En dehors de ces deux situations légales, toutes les relations entre les beaux-pères et belles-mères et l’enfant du conjoint relève du « meilleur accord », c’est-à-dire de la volonté des parents réels et de la bonne entente avec ceux-ci. L’intérêt supérieur de l’enfant ne confère, en effet, pas aux beaux-enfants de liberté relationnelle avec ces adultes qui font partie de leur vie.

Ils ne sont pas tout à fait des tiers car ils partagent leur maison ainsi que leur quotidien, prennent soin d’eux et participent à leur éducation.  Cependant, les liens de fait sont écrasés par les liens de sang : Seule l’adoption permet de rétablir un certain équilibre selon la règle manichéenne du tout ou rien.

Frères et sœurs : demi ou quasi

Les premiers sont les frères et sœurs qui ont un parent en commun, père ou mère seulement : ils sont des moitiés dans une équation où priment les nombres entiers.

Les seconds vivent en fratrie sans aucun lien de sang entre eux, liés par le couple formé par un de leurs parents respectifs : ils sont des « presque », moins que divisés, juste intégralement dilués.

A ces deux statuts de naissance, la Loi répond distinctement, enserrée par la parentalité biologique qui séparent les demi et les quasi-frères et sœurs.

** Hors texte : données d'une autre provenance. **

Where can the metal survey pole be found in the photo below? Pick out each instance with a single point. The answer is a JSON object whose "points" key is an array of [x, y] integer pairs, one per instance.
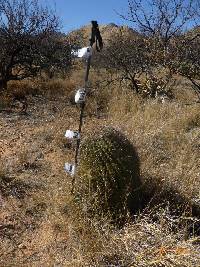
{"points": [[95, 37]]}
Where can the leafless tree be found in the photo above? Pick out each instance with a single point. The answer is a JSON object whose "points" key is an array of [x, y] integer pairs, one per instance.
{"points": [[185, 59], [127, 55], [162, 20], [28, 40]]}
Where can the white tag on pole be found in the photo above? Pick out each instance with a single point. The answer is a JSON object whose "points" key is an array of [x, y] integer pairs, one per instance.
{"points": [[72, 134], [80, 96], [69, 168]]}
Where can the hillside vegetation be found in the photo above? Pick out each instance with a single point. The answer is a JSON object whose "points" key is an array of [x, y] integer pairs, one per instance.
{"points": [[135, 198], [40, 222]]}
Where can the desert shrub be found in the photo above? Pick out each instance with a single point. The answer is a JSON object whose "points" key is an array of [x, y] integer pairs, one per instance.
{"points": [[109, 174]]}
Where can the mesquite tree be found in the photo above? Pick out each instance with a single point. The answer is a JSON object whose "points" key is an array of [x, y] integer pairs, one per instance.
{"points": [[28, 40]]}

Selon l’article 371-5 du Code Civil, « l’enfant ne doit pas être séparé de ses frères et sœurs, sauf si cela n’est pas possible ou si son intérêt commande une autre solution. S’il y a lieu, le juge statue sur les relations personnelles entre les frères et sœurs ».

Les relations fraternelles étant ici privilégiées, ces dispositions sont applicables aux demi-frères et sœurs à condition que les circonstances le permettent.

Mais les quasi-frères et sœurs sont exclus de ce dispositif à défaut de lien de parenté collatérale : ils sont relégués au cercle extra-familial, celui des camarades de classe, des amis proches ou des copains de loisir.

Bien que selon les statistiques de l’INED en 2023, 10,4 % des enfants de moins de 18 ans vivent dans une famille recomposée, en droit, la fratrie n’existe pas sans filiation.

Ainsi un enfant pourrait cesser d’entretenir des liens avec celui ou celle qui vit avec lui tandis qu’il continuerait de voir celui ou celle avec lequel il partage la moitié des vacances scolaires. Comment un enfant pourrait raisonnablement comprendre cette organisation juridique d’adultes si éloignée de sa réalité ?

Aujourd’hui, seul l’article 3 de la Convention relative aux droits de l’enfant se référant à l’intérêt supérieur de l’enfant peut permettre atténuée les conséquences entre fratrie de droit et fratrie de fait.